23rd Mayor of South Bend, Indiana
- In office 1952–1956
- Preceded by: George A. Schock
- Succeeded by: Edward F. Voorde

Personal details
- Born: March 11, 1916 Litchfield, Connecticut, U.S.
- Died: October 1, 1986 (aged 70) Cocoa Beach, Florida, U.S.
- Party: Republican
- Alma mater: University of Notre Dame
- Occupation: Marine, politician, journalist

= John Alden Scott =

American businessperson, journalist, and politician

John Alden Scott (March 11, 1916 – October 1, 1986) was a president of the Gannett Foundation from 1976 to 1981. Scott later served as chairman of the board after his retirement, and served in that capacity until three months before his death.

Scott was born in Litchfield, Connecticut. His family moved to South Bend, Indiana, in 1928, where he attended public schools. He graduated with honors from the University of Notre Dame in 1938, receiving his degree in English. He was briefly a teacher and a school administrator prior to World War II.

While at Notre Dame Scott joined the Marine Corps Reserve, and received a commission as a second lieutenant. He was called to active duty prior to the outbreak of the war. He served with the 3rd Marine Division and saw action during the Bougainville and Guam campaigns. He received the Silver Star, Bronze Star with valor clasp, and the Purple Heart. Scott was called to active duty during the Korean War, serving in Washington, D.C., as a public relations officer. He retired from the Marine Reserves with the rank of brigadier general in 1959.

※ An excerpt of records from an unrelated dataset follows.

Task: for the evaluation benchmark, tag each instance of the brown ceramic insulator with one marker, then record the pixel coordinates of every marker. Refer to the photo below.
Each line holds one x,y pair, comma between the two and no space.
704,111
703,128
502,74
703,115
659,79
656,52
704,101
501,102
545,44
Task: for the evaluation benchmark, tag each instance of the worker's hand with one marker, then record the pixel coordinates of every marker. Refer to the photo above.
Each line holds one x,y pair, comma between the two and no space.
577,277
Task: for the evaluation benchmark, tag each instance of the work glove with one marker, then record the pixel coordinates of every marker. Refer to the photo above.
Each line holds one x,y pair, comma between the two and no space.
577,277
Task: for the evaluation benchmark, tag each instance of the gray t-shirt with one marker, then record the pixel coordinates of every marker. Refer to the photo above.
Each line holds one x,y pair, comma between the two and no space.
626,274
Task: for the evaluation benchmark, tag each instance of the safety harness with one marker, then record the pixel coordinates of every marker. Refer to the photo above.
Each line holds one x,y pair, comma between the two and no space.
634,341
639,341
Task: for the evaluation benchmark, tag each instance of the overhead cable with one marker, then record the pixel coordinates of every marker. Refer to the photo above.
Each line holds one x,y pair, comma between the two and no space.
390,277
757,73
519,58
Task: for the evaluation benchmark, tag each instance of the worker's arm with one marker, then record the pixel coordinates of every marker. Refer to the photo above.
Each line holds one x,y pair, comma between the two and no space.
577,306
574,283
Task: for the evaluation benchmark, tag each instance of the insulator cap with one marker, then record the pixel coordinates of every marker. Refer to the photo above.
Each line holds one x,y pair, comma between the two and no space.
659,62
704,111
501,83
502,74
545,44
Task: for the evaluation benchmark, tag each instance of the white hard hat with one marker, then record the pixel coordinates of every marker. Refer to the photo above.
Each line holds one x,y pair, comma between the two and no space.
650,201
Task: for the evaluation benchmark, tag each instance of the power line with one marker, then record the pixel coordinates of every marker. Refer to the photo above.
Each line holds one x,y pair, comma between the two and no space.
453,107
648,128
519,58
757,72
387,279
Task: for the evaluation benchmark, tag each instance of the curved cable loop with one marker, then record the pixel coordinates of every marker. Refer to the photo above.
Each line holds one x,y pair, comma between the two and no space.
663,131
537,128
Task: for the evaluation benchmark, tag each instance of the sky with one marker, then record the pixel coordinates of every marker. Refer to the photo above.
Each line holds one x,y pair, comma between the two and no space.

Following his service in the Korean War, Scott was elected mayor of South Bend. He served from 1952 to 1956.

Scott began his journalism career with the South Bend Tribune. He joined Federated Publications and published their newspapers in Lafayette, Indiana; Boise, Idaho; and Olympia and Bellingham, Washington. When Federated Publications merged with the Gannett Company, Scott was named publisher of the Honolulu Star-Bulletin and president of Gannett Pacific. After four years Scott was named president of the Gannett Foundation (now known as The Freedom Forum), which at the time was ranked one of the largest foundations in the country.

Scott was a prolific speaker, delivering lectures on more than fifty campuses and 100 cities nationwide. He also wrote extensively for papers and magazines.

In 1983 he was inducted into the Indiana Journalism Hall of Fame.

Scott died on October 1, 1986, at his home in Cocoa Beach, Florida. At roughly the time of his death civic leaders were breaking ground for a waterfront pavilion at Cape Canaveral Hospital that was to be named in his honor.